- Surla is located in Odisha Surla Surla is located in India
- Coordinates: 19°07′47″N 84°45′02″E﻿ / ﻿19.12972°N 84.75056°E
- Country: India
- State: Odisha
- District: Ganjam

= Surla =

Surla is a village in Chikti Block of Ganjam district, Odisha, India at the Andhra Pradesh-Odisha border on National Highway 5. It sits across from Ichchapuram, in Andhra Pradesh. There is a railway station named Surla Road on the Howrah-Chennai main line near Surabaya, and a Primary Health Center just outside the village.

The Surla Road railway station is adjacent to a small mountain called Govardhangiri which is around 8 km from the main village. People in the surrounding villages believe that this is the same hill that Lord Krishna lifted up to give shelter and protect the herd of cattle from the fury of a storm created by Indra, the king of Devatas. People from Girisola, a nearby village, worship Krishna and Indra at a small pool of water ( which never dries) in the crevice of a big boulder on the hill.
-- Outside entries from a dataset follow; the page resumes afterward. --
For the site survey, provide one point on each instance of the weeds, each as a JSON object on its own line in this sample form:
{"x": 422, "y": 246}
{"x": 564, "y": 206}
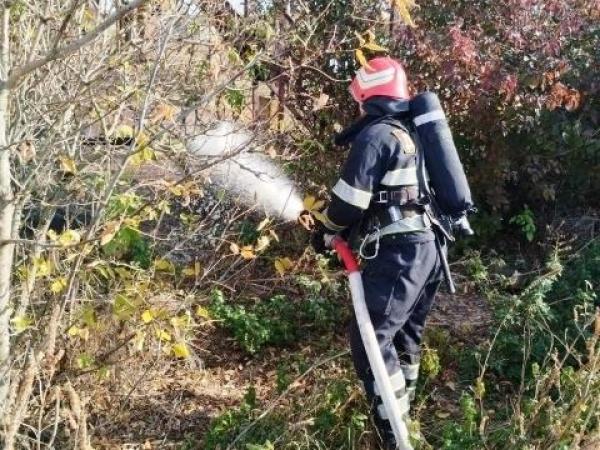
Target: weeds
{"x": 276, "y": 321}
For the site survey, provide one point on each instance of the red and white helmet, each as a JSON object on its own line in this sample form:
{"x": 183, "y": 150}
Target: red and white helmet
{"x": 384, "y": 76}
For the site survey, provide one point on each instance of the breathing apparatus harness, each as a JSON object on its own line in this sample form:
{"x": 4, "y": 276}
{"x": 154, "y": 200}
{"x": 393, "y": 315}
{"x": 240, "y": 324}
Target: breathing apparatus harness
{"x": 414, "y": 209}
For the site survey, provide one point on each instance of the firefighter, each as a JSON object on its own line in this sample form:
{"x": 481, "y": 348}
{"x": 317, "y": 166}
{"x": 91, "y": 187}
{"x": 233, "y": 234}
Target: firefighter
{"x": 379, "y": 190}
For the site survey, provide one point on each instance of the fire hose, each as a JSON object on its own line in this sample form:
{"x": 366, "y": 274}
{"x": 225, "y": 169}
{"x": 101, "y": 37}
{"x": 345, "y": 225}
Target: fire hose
{"x": 367, "y": 333}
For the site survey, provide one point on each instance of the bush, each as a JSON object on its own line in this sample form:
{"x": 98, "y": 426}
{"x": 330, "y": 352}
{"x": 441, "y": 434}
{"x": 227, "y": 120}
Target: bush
{"x": 276, "y": 321}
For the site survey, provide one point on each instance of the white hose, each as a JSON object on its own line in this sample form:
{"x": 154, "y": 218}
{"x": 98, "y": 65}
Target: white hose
{"x": 382, "y": 379}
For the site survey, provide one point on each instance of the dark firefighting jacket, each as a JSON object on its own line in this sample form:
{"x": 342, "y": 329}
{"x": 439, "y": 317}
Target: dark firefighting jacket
{"x": 382, "y": 159}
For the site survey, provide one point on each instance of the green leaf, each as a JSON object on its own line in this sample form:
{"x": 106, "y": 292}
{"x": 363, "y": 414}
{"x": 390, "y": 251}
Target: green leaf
{"x": 21, "y": 323}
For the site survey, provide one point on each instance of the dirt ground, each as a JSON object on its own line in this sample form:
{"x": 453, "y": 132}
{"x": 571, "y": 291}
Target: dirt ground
{"x": 165, "y": 405}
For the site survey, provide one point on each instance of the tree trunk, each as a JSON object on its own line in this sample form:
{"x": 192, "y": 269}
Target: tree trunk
{"x": 7, "y": 208}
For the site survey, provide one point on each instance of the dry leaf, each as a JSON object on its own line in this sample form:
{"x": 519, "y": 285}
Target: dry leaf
{"x": 180, "y": 350}
{"x": 163, "y": 112}
{"x": 282, "y": 265}
{"x": 67, "y": 165}
{"x": 262, "y": 243}
{"x": 26, "y": 151}
{"x": 247, "y": 252}
{"x": 109, "y": 231}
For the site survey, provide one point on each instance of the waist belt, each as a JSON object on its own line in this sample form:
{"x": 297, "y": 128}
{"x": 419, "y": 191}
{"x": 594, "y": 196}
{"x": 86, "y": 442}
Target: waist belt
{"x": 413, "y": 224}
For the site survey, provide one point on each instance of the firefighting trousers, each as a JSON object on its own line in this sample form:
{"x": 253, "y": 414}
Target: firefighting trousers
{"x": 400, "y": 285}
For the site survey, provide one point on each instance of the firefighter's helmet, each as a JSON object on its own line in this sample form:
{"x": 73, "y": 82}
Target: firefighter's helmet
{"x": 383, "y": 76}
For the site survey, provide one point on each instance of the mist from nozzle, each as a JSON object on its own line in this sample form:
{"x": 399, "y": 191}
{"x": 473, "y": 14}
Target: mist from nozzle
{"x": 251, "y": 176}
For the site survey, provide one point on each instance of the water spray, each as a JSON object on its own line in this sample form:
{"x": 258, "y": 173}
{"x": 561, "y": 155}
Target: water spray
{"x": 250, "y": 175}
{"x": 258, "y": 181}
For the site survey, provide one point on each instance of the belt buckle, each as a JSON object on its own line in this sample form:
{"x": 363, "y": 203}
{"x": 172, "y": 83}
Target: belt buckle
{"x": 383, "y": 197}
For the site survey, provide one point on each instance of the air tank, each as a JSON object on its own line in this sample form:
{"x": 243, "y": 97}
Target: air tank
{"x": 446, "y": 173}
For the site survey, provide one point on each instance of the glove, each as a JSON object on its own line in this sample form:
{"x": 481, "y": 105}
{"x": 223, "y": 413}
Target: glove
{"x": 317, "y": 239}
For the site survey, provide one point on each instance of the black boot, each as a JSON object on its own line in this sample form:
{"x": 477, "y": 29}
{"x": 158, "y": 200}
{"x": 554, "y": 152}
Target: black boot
{"x": 388, "y": 440}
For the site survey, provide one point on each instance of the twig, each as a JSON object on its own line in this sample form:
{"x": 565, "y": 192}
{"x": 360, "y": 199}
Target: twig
{"x": 275, "y": 402}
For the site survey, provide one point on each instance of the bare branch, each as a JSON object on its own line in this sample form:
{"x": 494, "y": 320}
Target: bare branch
{"x": 59, "y": 53}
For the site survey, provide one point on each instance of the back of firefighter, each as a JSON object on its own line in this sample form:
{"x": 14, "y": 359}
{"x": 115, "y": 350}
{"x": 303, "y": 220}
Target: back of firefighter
{"x": 379, "y": 188}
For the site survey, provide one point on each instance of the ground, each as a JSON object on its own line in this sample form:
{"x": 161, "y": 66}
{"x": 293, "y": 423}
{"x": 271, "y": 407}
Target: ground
{"x": 171, "y": 405}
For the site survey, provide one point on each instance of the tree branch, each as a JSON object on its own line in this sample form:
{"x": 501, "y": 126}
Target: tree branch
{"x": 59, "y": 53}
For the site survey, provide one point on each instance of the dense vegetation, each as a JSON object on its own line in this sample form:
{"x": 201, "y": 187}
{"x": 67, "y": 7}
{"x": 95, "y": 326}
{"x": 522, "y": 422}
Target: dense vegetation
{"x": 143, "y": 305}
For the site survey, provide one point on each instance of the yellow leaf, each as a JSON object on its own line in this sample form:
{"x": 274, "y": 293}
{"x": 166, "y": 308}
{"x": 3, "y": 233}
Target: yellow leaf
{"x": 180, "y": 350}
{"x": 138, "y": 341}
{"x": 247, "y": 252}
{"x": 58, "y": 285}
{"x": 362, "y": 60}
{"x": 163, "y": 112}
{"x": 123, "y": 307}
{"x": 181, "y": 322}
{"x": 75, "y": 331}
{"x": 164, "y": 265}
{"x": 361, "y": 40}
{"x": 43, "y": 267}
{"x": 202, "y": 312}
{"x": 21, "y": 323}
{"x": 163, "y": 335}
{"x": 282, "y": 265}
{"x": 124, "y": 131}
{"x": 144, "y": 154}
{"x": 69, "y": 237}
{"x": 263, "y": 224}
{"x": 403, "y": 8}
{"x": 147, "y": 316}
{"x": 67, "y": 165}
{"x": 311, "y": 203}
{"x": 262, "y": 243}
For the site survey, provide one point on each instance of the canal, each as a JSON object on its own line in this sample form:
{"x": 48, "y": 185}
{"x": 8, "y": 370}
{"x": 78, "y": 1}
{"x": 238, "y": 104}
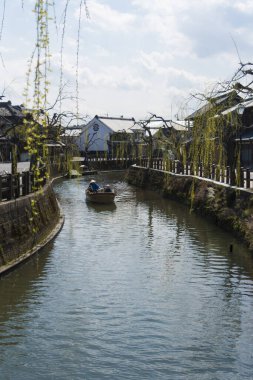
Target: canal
{"x": 139, "y": 290}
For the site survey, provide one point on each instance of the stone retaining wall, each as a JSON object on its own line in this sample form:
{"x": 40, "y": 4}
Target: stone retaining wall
{"x": 229, "y": 207}
{"x": 27, "y": 224}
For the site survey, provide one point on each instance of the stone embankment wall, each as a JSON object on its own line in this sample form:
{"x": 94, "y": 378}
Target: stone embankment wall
{"x": 26, "y": 225}
{"x": 229, "y": 207}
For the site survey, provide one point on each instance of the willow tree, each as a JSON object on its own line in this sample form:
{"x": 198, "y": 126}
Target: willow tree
{"x": 218, "y": 124}
{"x": 37, "y": 88}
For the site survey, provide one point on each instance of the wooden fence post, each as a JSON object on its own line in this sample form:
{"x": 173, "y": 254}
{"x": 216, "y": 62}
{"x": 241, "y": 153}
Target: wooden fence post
{"x": 241, "y": 177}
{"x": 248, "y": 178}
{"x": 227, "y": 175}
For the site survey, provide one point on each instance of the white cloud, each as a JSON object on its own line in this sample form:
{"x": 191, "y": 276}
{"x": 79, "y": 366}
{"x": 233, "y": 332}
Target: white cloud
{"x": 104, "y": 17}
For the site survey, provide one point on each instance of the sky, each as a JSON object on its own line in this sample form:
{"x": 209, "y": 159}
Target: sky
{"x": 135, "y": 57}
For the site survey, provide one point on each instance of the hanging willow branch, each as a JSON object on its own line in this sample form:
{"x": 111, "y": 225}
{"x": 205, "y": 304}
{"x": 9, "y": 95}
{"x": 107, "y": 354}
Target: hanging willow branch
{"x": 2, "y": 21}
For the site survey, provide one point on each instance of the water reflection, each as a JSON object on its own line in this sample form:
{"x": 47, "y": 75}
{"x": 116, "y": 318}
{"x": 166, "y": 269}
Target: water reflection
{"x": 101, "y": 207}
{"x": 143, "y": 290}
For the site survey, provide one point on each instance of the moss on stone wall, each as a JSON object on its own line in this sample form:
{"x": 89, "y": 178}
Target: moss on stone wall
{"x": 26, "y": 222}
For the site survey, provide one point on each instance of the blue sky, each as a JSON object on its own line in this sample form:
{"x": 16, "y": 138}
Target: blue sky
{"x": 136, "y": 56}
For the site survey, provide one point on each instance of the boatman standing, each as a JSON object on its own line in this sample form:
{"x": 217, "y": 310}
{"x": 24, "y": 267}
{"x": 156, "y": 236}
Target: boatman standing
{"x": 93, "y": 186}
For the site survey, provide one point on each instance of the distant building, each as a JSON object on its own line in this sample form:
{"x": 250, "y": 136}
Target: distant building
{"x": 95, "y": 136}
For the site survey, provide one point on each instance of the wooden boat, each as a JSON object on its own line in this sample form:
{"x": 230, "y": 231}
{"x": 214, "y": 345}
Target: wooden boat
{"x": 100, "y": 196}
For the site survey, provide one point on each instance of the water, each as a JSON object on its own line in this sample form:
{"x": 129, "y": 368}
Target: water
{"x": 139, "y": 290}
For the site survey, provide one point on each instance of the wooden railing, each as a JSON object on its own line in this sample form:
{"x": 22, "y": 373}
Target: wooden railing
{"x": 242, "y": 178}
{"x": 13, "y": 186}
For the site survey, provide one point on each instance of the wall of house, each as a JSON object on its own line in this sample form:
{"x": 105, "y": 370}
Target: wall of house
{"x": 101, "y": 136}
{"x": 26, "y": 225}
{"x": 228, "y": 207}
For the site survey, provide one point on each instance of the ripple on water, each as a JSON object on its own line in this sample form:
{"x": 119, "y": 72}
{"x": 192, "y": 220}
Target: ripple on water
{"x": 142, "y": 290}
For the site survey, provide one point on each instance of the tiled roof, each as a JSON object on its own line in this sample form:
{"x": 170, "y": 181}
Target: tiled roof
{"x": 117, "y": 124}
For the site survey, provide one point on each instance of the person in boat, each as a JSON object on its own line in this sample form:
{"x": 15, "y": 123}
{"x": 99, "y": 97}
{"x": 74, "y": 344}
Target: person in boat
{"x": 107, "y": 189}
{"x": 93, "y": 186}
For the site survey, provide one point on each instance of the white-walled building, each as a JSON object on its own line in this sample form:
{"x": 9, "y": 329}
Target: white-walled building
{"x": 95, "y": 135}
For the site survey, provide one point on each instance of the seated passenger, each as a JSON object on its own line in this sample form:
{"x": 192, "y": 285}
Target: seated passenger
{"x": 93, "y": 186}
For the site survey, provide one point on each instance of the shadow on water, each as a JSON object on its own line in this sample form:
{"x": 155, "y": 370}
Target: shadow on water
{"x": 18, "y": 287}
{"x": 209, "y": 239}
{"x": 101, "y": 207}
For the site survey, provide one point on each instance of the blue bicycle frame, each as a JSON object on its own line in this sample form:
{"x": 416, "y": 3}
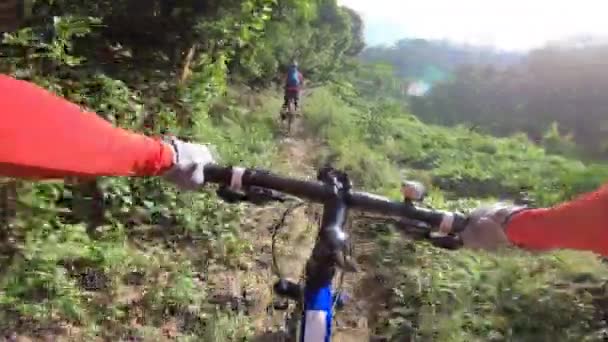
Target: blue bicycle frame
{"x": 328, "y": 253}
{"x": 334, "y": 192}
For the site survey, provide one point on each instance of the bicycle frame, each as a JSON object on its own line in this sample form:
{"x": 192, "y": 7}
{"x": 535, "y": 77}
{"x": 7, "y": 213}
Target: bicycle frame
{"x": 317, "y": 315}
{"x": 333, "y": 191}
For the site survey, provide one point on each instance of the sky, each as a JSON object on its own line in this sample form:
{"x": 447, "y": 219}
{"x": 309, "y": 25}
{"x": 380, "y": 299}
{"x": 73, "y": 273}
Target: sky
{"x": 516, "y": 25}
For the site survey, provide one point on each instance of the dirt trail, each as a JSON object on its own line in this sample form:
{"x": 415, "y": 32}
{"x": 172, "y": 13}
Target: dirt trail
{"x": 351, "y": 325}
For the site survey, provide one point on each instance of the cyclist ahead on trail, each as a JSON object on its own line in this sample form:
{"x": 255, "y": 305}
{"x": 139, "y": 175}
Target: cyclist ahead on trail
{"x": 294, "y": 80}
{"x": 43, "y": 136}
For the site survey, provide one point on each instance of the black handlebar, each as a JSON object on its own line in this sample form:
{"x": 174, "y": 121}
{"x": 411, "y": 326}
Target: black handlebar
{"x": 320, "y": 192}
{"x": 333, "y": 190}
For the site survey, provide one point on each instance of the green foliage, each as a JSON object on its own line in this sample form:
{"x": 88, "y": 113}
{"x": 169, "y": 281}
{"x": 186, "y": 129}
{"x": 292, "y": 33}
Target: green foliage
{"x": 123, "y": 258}
{"x": 554, "y": 84}
{"x": 487, "y": 297}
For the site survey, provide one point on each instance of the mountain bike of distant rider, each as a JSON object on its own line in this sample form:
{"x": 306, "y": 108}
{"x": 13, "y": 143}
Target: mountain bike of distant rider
{"x": 289, "y": 113}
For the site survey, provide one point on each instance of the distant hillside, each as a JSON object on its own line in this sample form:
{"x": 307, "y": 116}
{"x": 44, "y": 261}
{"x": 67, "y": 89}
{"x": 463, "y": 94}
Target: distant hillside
{"x": 433, "y": 61}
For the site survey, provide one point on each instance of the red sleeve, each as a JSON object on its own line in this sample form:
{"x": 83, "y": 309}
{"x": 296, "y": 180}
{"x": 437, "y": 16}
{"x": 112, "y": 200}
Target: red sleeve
{"x": 580, "y": 224}
{"x": 45, "y": 136}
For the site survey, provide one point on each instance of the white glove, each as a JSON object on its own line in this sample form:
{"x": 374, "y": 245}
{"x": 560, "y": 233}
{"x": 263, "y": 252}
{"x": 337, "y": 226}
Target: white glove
{"x": 189, "y": 161}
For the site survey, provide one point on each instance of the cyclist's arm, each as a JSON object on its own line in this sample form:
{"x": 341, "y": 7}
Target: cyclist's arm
{"x": 579, "y": 224}
{"x": 45, "y": 136}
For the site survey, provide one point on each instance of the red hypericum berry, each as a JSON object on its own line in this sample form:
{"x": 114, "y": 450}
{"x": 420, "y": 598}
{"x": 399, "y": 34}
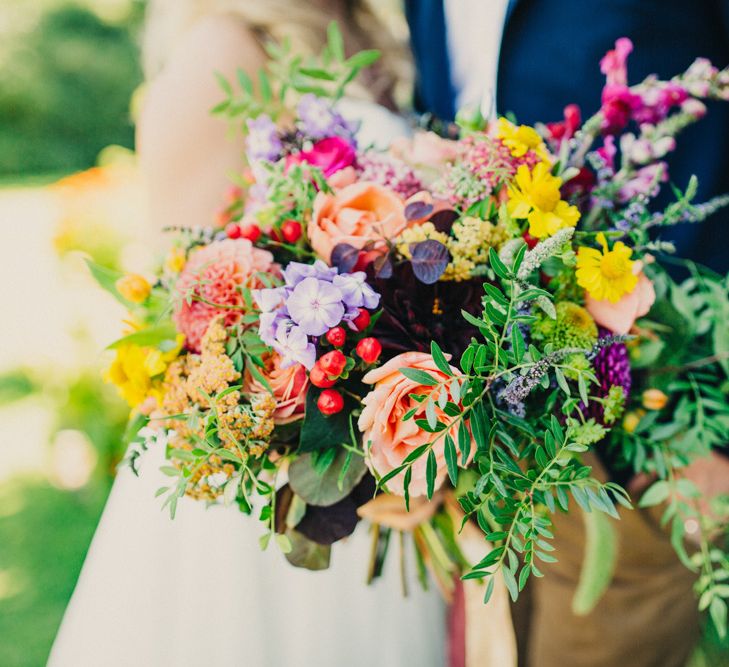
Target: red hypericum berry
{"x": 291, "y": 231}
{"x": 333, "y": 363}
{"x": 369, "y": 350}
{"x": 362, "y": 321}
{"x": 330, "y": 402}
{"x": 531, "y": 241}
{"x": 319, "y": 378}
{"x": 232, "y": 231}
{"x": 336, "y": 336}
{"x": 250, "y": 231}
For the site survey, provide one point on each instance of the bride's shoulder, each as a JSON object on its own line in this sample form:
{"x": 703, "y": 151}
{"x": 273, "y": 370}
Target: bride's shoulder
{"x": 378, "y": 125}
{"x": 211, "y": 42}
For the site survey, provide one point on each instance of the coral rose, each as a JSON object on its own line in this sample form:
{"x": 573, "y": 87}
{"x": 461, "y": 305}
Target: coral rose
{"x": 356, "y": 214}
{"x": 620, "y": 316}
{"x": 288, "y": 385}
{"x": 387, "y": 438}
{"x": 211, "y": 282}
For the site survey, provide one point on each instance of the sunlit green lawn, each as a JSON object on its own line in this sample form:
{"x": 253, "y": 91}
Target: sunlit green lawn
{"x": 44, "y": 535}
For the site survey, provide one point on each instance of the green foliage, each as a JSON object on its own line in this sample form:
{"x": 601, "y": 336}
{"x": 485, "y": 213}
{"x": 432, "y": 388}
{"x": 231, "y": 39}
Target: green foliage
{"x": 598, "y": 564}
{"x": 289, "y": 75}
{"x": 330, "y": 486}
{"x": 65, "y": 90}
{"x": 525, "y": 469}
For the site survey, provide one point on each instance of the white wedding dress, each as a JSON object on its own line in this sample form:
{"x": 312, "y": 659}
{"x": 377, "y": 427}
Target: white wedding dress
{"x": 197, "y": 591}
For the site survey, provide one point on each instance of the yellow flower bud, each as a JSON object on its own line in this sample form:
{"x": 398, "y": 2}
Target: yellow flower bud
{"x": 654, "y": 399}
{"x": 133, "y": 287}
{"x": 630, "y": 421}
{"x": 176, "y": 260}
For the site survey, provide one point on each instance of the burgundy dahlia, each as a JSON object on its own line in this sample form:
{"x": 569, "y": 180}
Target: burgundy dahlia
{"x": 415, "y": 313}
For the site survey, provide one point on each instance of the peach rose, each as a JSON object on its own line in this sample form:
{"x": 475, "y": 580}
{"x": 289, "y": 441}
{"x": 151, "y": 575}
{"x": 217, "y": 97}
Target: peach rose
{"x": 355, "y": 214}
{"x": 620, "y": 316}
{"x": 387, "y": 438}
{"x": 289, "y": 387}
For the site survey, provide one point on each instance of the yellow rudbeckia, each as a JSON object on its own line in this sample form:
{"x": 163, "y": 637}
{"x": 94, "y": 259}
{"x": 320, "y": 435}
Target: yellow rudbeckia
{"x": 535, "y": 195}
{"x": 607, "y": 274}
{"x": 520, "y": 139}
Perhaps this is the only place in the country where Indra Puja is carried out.

A road branches off from the national highway at Surla railway station. This beautiful road leads to Chikiti( ancient Svetaka) town. The temple of Bala Kumari ( a form of Durga) is located on a hill near here. One can go by car up to the hill top.

Sunapur (literally "golden village", in Oriya, the local language) is a small village of fishermen is one mile from Surla village. Bahuda, an ancient river, flows into the Bay of Bengal here. Visitors have to cross the mouth of the river to enjoy the vast golden sands of the quiet beach. The government of Odisha is developing this beach into a tourist spot. Berhampur (now renamed 'Brahmapur') is the nearest city with fairly good facilities to stay is 15 mi away. Taxi and Odisha state bus services are available from here to go to Surla and Sunapur.